Türk Silahlı Kuvvetleri’nin Suriye’nin
sınırlarımıza yakın bölgesinde başlattığı Zeytin Dalı
Harekâtı başarıyla devam ediyor. Öyle gözüküyor ki bu
harekât belirlenen hedeflere ulaşarak başarıyla
tamamlanacak inşallah.
Zeytin Dalı Harekâtı her ne kadar güvenlik
gerekçesiyle yapılmış ve bu hedefine ulaşmış olsa da aslında
şimdiden çok farklı bir misyon üstlenmiş ve
belirlenen hedeflerin kat be kat ötesinde büyük hedeflere ulaşmış
durumda.
İlk olarak bu harekât dosta ve düşmana
Türkiye’nin ve Türk Silahlı
Kuvvetleri’nin gücünü bizzat sahada gösterdi. Adeta bütün
dünyaya “Biz filmlerin değil gerçek hayatın
kahramanlarıyız” mesajı verdi.
Amerika’nın Hollywood marifetiyle bir
algı olarak oluşturduğu ama hem
Afganistan hem de Irak’ta yerle
bir olan “yenilmez ordu” argümanını Türk
ordusu şu anda bizzat sahada
gösteriyor.
Gerek insan unsuru gerekse teknolojik
teçhizat açısından ordumuzun geldiği seviye düşmana korku,
dosta güven veriyor.
Düşünsenize, Star Wars filmlerinin yıldızı
Luke Skywalker’in filmde gerçekleştirdiği
alçak uçuşla düşman hedefini vurma sahnesi
Türk pilotlar tarafından gerçek hayatın içinde,
gerçek silahlarla, gerçek düşmanlara karşı yapılıyor… Aradaki farkı
görebiliyor musunuz?
İkinci olarak bu harekât Türkiye halkının
kendine olan güvenini tekrar yerine getirdiği gibi birlik
ve beraberlik açısından tek yürek olmayı
gerçekleştirdi.
Sözde süper güçlerin tüm karşı çıkmalarına, tüm tehditlerine
pabuç bırakılmayarak bu harekâtın gerçekleştirilmesi milletin en
çok ihtiyaç duyduğu güven unsurunu yeniden inşa
etti. Üstelik yüksek perdeden atıp tutan bu güçler
harekâtın gerçekleştirilmesi karşısında adeta kuyruklarını
kıstırarak Türkiye’nin üstünlüğünü kabul etmek zorunda
kaldılar.
Milletin yaşlısı genci, kadını erkeği, çoluk çocuğuyla ordusu
için seferber olması ve adeta tek yürek olması ise
anlatılmayacak cinsten. Millet, askeri için tüm imkânlarını
seferber etti.
Koyunu olan koyununu keserek, ekmek yapabilen ekmek yaparak, dua
yapabilen dua yaparak, Kur’an-ı Kerim okumasını bilen Fetih
suresini okuyarak velhasıl kelam herkes bir şeylerini
seferber ederek tek yürek haline geldi.
Hatırlayın, böyle bir tablo en son ne zaman yaşanmıştı?
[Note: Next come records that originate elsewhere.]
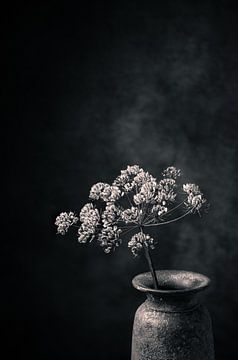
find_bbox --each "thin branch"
[144,209,192,227]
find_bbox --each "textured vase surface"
[131,270,214,360]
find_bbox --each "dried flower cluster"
[55,165,206,256]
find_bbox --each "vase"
[131,270,214,360]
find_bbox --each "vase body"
[131,270,214,360]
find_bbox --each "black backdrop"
[5,1,238,360]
Kurtuluş Savaşı’nda değil mi?
İşe Zeytin Dalı Harekatına sadece bir
güvenlik harekâtı olarak bakmak bu tablo nedeniyle
yanlıştır.
Bu harekât milletin yüreğindeki prangaları kırarak bir
tsunami etkisi yapmıştır.
Ya ümmetin vermiş olduğu desteği nereye koyacaksınız?
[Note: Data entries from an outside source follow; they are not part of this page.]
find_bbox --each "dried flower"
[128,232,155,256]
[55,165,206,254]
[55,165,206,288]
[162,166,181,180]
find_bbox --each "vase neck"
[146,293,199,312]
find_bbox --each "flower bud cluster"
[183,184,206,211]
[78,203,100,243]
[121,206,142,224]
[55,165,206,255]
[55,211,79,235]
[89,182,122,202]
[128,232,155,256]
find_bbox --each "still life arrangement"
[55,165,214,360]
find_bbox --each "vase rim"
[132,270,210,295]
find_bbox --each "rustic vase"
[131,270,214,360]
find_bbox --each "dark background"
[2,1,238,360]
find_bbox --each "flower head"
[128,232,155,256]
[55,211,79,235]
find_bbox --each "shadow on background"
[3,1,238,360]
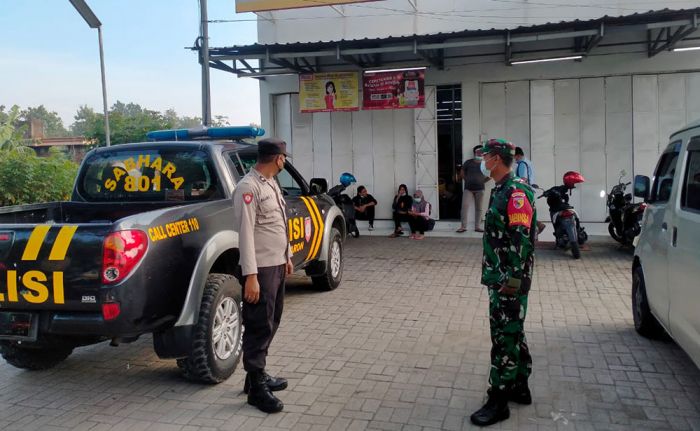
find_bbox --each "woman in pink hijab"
[408,190,430,240]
Şu anda İslam coğrafyasının her şehrinde, her
beldesinde ordumuz için dualar edilmekte. Mekke’den
Rakka’ya, Medine’den Kudüs’e,
Buhara’dan Fas’a varıncaya kadar her camide ve
evde dualar edilmekte. Sadece bir milleti değil ümmeti bir
araya getirdi Zeytin Dalı Harekâtı.
Onun için Zeytin Dalı Harekâtı bir güvenlik
sağlama hedefinin çok çok ötesinde anlamlar taşıyor bu
millet ve ümmet için.
Zeytin Dalı, sadece
Suriyelilere değil aynı zamanda bu millete
ve ümmete uzatıldı. Zeytin Dalı
belirlenen hedeflerinin dışına taşarak adeta bir tsunami
etkisi yapmış ve millet ve ümmeti tek potada eritmeyi
başarabilmiştir.
Şimdi yapılması gereken Zeytin Dalı Harekâtının
oluşturduğu bu tsunami etkisini milletin ve ümmetin geleceği adına
daimî hale getirmektir.
Zeytin Dalı’nın oluşturduğu olumlu atmosfer çok
iyi değerlendirilmeli milletin ve ümmetin geleceği adına sağlam ve
kalıcı adımlar atılmalıdır.
Millet ve ümmet olarak yelkenlerimizi şişiren Zeytin
Dalı rüzgârını heba etmeyerek yeni ufuklara
doğru yelken açmak önce devletlerin sonra da ümmet ve
milletin birinci önceliği olmalıdır.
Bu noktada da devletimizi, milletimizi ve ümmeti bu noktaya
getiren Cumhurbaşkanımız Recep Tayyip
Erdoğan’a düşen büyük görevler bir bir ifa ediliyor.
Tüm düşmanlıklar ve kırgınlıklar bir kenara bırakılarak
devletimize ve milletimize destek vermek ise millet olarak
bizim en büyük önceliğimiz olmalıdır.